Dawson, the beloved master of the deadpan mother-in-law joke, rambling, florid anecdote and out-of-tune piano-playing, died 20 years ago, just a fortnight before he was due to record an edition of An Audience with.

With the cooperation of his widow Tracy, who was Dawson's second wife, and their daughter Charlotte, who was just 18 months old when her father died, An Audience with That Never Was tried to give a flavour of what the show might have been like.


Dawson magically materialised as a hologram in front of a gasping audience of old friends and fellow celebrity admirers, to deliver some of the material that had been written for the original show.

In the run-up to the programme, we'd been promised that the holographic Les would be "staggeringly realistic"; maybe it was if you were stuck in the cheap seats at the back of the theatre.

When the camera stayed a medium distance from the stage, as it did for most of this weird spectacle, it was just about possible to convince yourself that you were looking at a flesh-and-blood Dawson.

Close-up shots, however, ruthlessly revealed an eerily flat and lifeless projection that moved jerkily. It was all rather creepy, to be honest, and the decision to litter the hour with clips of Dawson at his vibrant best only succeeded in showing this up for what it was: a shoddy parlour trick.

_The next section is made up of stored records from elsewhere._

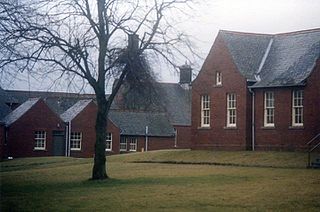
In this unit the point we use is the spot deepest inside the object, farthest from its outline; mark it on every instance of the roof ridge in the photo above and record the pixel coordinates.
(271, 34)
(20, 111)
(298, 32)
(244, 33)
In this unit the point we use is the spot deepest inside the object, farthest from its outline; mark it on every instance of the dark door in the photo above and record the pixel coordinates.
(58, 143)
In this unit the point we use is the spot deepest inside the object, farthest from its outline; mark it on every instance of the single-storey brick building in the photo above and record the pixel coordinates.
(258, 91)
(33, 129)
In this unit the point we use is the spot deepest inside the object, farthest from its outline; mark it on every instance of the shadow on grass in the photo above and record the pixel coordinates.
(220, 164)
(49, 187)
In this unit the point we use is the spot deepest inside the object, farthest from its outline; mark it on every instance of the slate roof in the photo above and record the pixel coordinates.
(134, 123)
(58, 102)
(177, 103)
(247, 50)
(73, 111)
(19, 111)
(288, 62)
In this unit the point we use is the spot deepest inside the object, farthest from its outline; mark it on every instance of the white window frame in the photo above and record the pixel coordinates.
(205, 111)
(218, 78)
(269, 109)
(297, 108)
(75, 137)
(122, 144)
(40, 137)
(231, 110)
(109, 140)
(133, 144)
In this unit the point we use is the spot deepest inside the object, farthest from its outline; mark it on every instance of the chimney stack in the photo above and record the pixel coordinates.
(185, 74)
(133, 42)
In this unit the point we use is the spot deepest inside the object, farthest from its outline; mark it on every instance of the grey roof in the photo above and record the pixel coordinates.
(7, 97)
(20, 111)
(247, 50)
(58, 102)
(73, 111)
(291, 59)
(170, 98)
(134, 123)
(177, 102)
(288, 62)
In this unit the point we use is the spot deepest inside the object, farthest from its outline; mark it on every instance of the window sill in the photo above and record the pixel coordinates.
(217, 86)
(75, 150)
(268, 128)
(204, 128)
(39, 150)
(296, 127)
(230, 128)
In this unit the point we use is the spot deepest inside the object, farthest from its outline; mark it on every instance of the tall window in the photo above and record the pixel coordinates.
(231, 110)
(218, 78)
(205, 111)
(40, 140)
(133, 144)
(269, 109)
(75, 141)
(297, 108)
(109, 142)
(123, 144)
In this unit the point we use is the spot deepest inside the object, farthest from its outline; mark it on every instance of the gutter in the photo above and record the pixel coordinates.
(252, 120)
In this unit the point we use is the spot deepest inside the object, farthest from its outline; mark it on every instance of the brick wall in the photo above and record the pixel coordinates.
(283, 136)
(154, 143)
(85, 122)
(2, 141)
(218, 136)
(21, 133)
(183, 137)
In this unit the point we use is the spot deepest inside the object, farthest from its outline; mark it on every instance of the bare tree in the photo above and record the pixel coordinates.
(92, 41)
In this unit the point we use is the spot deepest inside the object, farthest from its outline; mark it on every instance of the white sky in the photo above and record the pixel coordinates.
(260, 16)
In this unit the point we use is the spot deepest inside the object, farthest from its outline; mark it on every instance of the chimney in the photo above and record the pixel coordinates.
(185, 74)
(133, 42)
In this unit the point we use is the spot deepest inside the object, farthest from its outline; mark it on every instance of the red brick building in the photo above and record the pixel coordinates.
(258, 91)
(80, 130)
(33, 129)
(143, 131)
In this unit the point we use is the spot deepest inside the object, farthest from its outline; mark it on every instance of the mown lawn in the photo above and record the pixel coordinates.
(61, 184)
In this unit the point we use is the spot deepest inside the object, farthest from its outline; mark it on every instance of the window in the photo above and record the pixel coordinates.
(133, 144)
(205, 111)
(297, 108)
(40, 140)
(123, 144)
(75, 141)
(231, 110)
(109, 142)
(218, 78)
(269, 109)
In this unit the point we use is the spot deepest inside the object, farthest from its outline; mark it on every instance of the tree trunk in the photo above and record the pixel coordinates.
(99, 167)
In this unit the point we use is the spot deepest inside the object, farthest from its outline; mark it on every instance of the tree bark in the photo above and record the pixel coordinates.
(99, 167)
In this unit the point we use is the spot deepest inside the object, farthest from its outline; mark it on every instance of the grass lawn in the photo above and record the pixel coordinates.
(246, 183)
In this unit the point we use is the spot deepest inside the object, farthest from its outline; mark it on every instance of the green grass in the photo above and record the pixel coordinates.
(61, 184)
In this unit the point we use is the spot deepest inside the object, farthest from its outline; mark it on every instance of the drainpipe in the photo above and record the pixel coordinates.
(69, 138)
(175, 137)
(252, 120)
(147, 129)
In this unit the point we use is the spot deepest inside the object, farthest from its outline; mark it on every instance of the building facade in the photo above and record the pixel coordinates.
(258, 91)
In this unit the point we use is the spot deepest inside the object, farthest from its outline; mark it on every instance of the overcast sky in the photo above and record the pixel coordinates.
(260, 16)
(257, 16)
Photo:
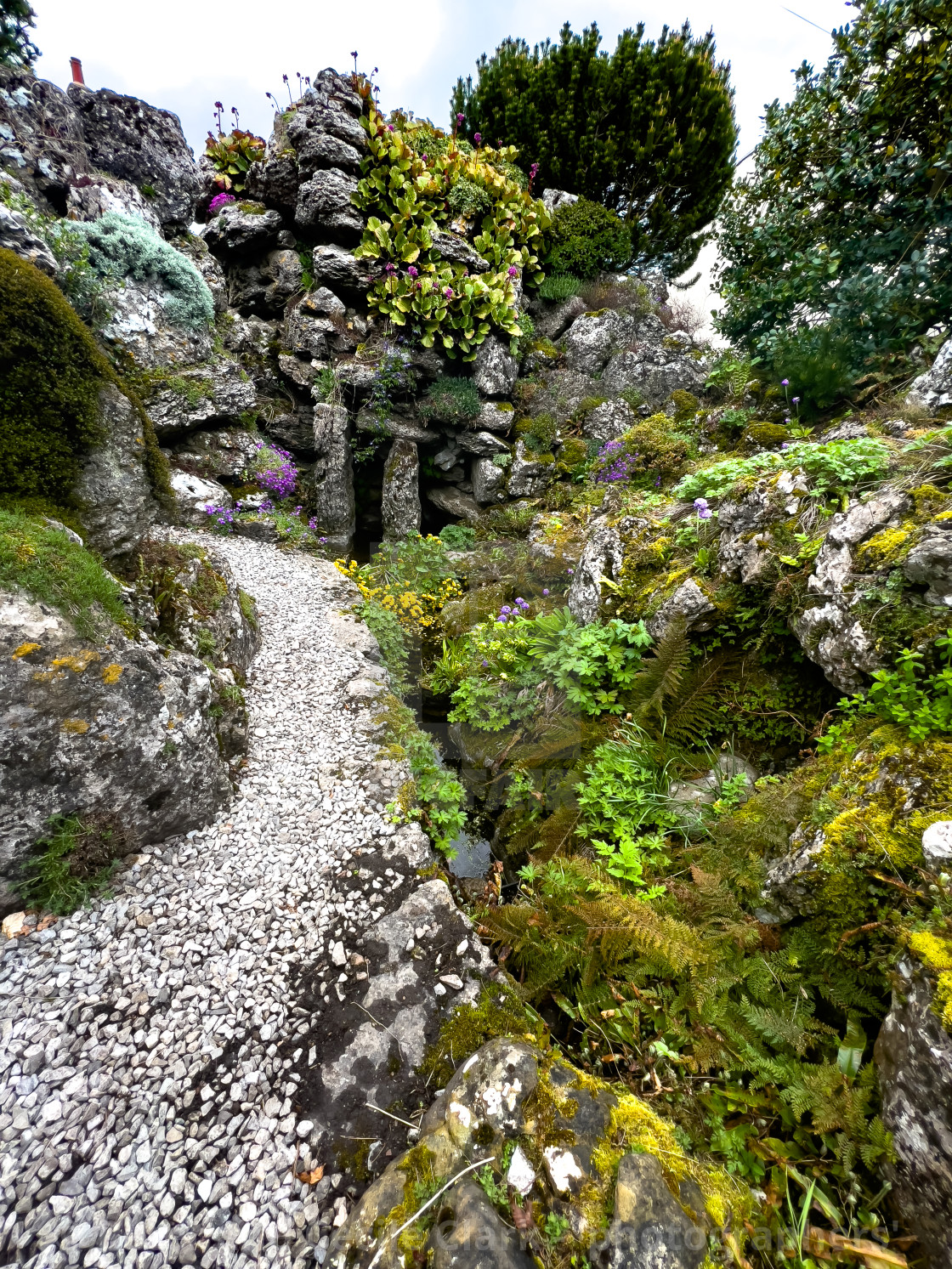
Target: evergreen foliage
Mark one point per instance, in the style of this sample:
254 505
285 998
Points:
646 131
847 220
17 48
588 239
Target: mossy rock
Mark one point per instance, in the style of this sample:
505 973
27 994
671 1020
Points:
51 378
766 435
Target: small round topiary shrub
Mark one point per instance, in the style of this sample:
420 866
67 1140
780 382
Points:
586 239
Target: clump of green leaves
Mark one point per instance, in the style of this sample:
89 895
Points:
831 467
452 401
408 177
558 287
231 155
514 659
74 862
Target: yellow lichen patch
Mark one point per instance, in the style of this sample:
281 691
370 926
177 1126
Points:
885 548
77 663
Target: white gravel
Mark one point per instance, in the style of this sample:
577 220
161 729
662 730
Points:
113 1148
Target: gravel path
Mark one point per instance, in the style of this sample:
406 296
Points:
115 1150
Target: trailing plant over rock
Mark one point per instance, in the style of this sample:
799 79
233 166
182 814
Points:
408 179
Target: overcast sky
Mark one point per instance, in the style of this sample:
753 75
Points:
183 54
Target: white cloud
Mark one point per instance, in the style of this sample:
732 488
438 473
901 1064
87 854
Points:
183 54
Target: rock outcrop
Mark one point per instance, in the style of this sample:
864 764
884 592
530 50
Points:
105 725
914 1062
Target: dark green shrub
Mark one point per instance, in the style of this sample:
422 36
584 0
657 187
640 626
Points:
646 130
450 401
558 287
819 367
586 239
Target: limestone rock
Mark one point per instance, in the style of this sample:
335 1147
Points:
488 481
400 504
324 203
933 390
193 496
41 139
650 1228
235 232
496 416
453 247
483 443
607 422
333 475
456 502
528 476
914 1061
335 268
140 329
263 287
473 1235
834 637
602 558
17 236
688 605
929 564
103 725
593 337
113 486
496 370
140 144
202 396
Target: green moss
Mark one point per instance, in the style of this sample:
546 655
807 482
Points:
51 375
60 573
498 1011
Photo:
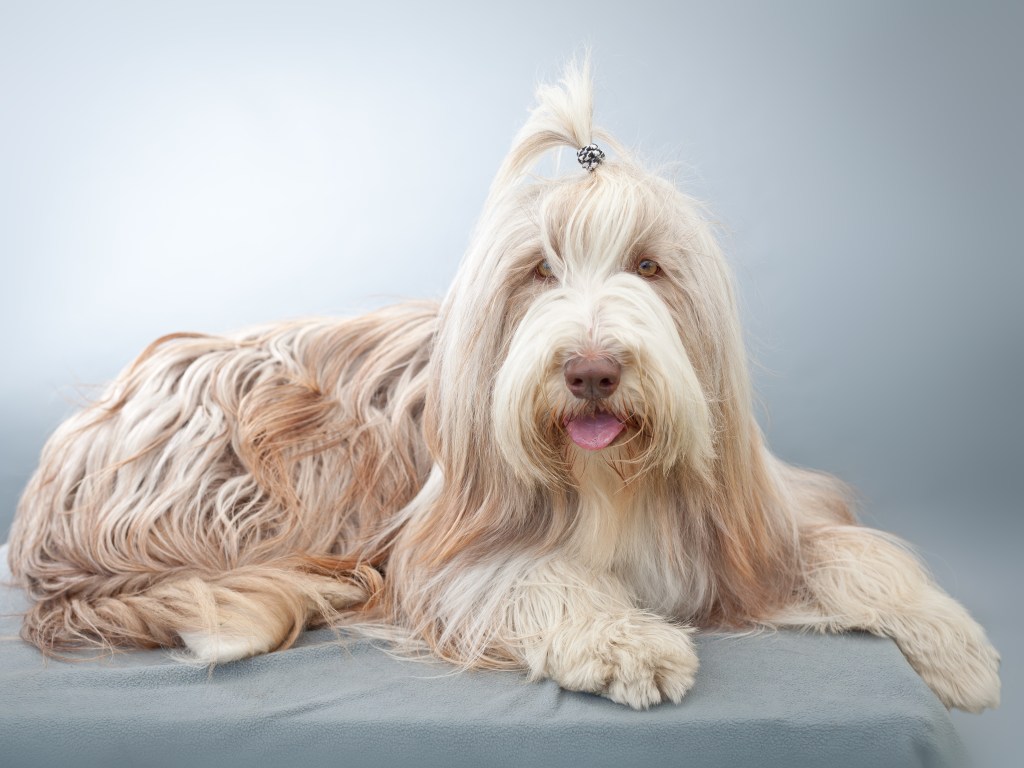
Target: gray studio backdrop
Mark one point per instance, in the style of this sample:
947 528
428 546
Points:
207 166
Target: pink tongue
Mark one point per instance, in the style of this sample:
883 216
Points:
594 432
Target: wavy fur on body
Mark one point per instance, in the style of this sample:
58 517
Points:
413 468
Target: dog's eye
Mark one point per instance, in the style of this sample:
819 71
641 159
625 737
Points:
544 270
647 268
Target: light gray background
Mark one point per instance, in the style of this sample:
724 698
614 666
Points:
207 166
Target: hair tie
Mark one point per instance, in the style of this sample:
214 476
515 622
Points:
590 157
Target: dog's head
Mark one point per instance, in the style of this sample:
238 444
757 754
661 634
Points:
592 320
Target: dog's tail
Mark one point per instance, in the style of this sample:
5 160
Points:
218 616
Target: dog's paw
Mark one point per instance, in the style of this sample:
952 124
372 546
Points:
962 667
635 659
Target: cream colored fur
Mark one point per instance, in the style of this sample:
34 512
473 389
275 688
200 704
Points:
409 473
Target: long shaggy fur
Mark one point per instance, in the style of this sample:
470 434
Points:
412 468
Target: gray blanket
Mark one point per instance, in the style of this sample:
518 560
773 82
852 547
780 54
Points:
773 698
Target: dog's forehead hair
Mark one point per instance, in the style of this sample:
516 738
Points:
599 224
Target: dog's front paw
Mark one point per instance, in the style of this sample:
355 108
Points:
635 659
962 667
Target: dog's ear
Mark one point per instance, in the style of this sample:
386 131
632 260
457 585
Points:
562 118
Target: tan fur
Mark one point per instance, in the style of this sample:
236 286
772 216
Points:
411 469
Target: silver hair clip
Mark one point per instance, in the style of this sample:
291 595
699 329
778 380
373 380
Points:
590 157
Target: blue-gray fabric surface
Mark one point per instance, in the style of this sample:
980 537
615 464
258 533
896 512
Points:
770 698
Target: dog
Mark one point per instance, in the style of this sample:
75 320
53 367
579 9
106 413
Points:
556 470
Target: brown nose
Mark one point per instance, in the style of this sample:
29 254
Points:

Contemporaries of Dawson's, including Ken Dodd, Cilla Black, Bruce Forsyth and Roy Barraclough (who played Ada to Dawson's Cissie), as well as younger admirers such as stand-up Russell Kane, lined up in pre-recorded insets to testify to his warmth, generosity and talent. But they were notable by their absence from the audience.

"Les would have adored this," gushed an emotional Tracy.

Here's one Les Dawson fan that didn't.

It's no wonder The Voice is choking; it's terrible. Not that The X Factor or the wretched Britain's Got Talent are any better, but at least they know how to keep the format simple.

The Voice, on the other hand, just gets more clumsy and convoluted. The number of live knockout shows has been slashed for this second series.

This attempt to streamline the show has been derailed, though, by introducing the "Fast Pass", which allows each mentor to push one of their team through to the next round without them having to sing a note.

There's also a bizarre new twist whereby the remaining contestants on the same team are split into mini-teams and have to compete in a sing-off. Viewers' heads will be spinning faster than the panel's chairs.

As well as being a mentor on The Voice, Tom Jones was a contemporary of Otis Redding. Jones turned up, along with Rod Stewart and Bryan Ferry, as talking heads on the splendid documentary Otis Redding: Soul Ambassador.

Redding had it all: charm, charisma, ferocious good looks and talent to burn. He was just 26 when he died in a plane crash in 1967, mere days after recording what would become his biggest hit, (Sitting On) The Dock of the Bay, which signalled an exciting new change in direction.

Thrilling performance clips showed just what the world lost. I doubt anyone will be making a documentary like this about Tom Jones 46 years after he's shuffled off his mortal microphone cord.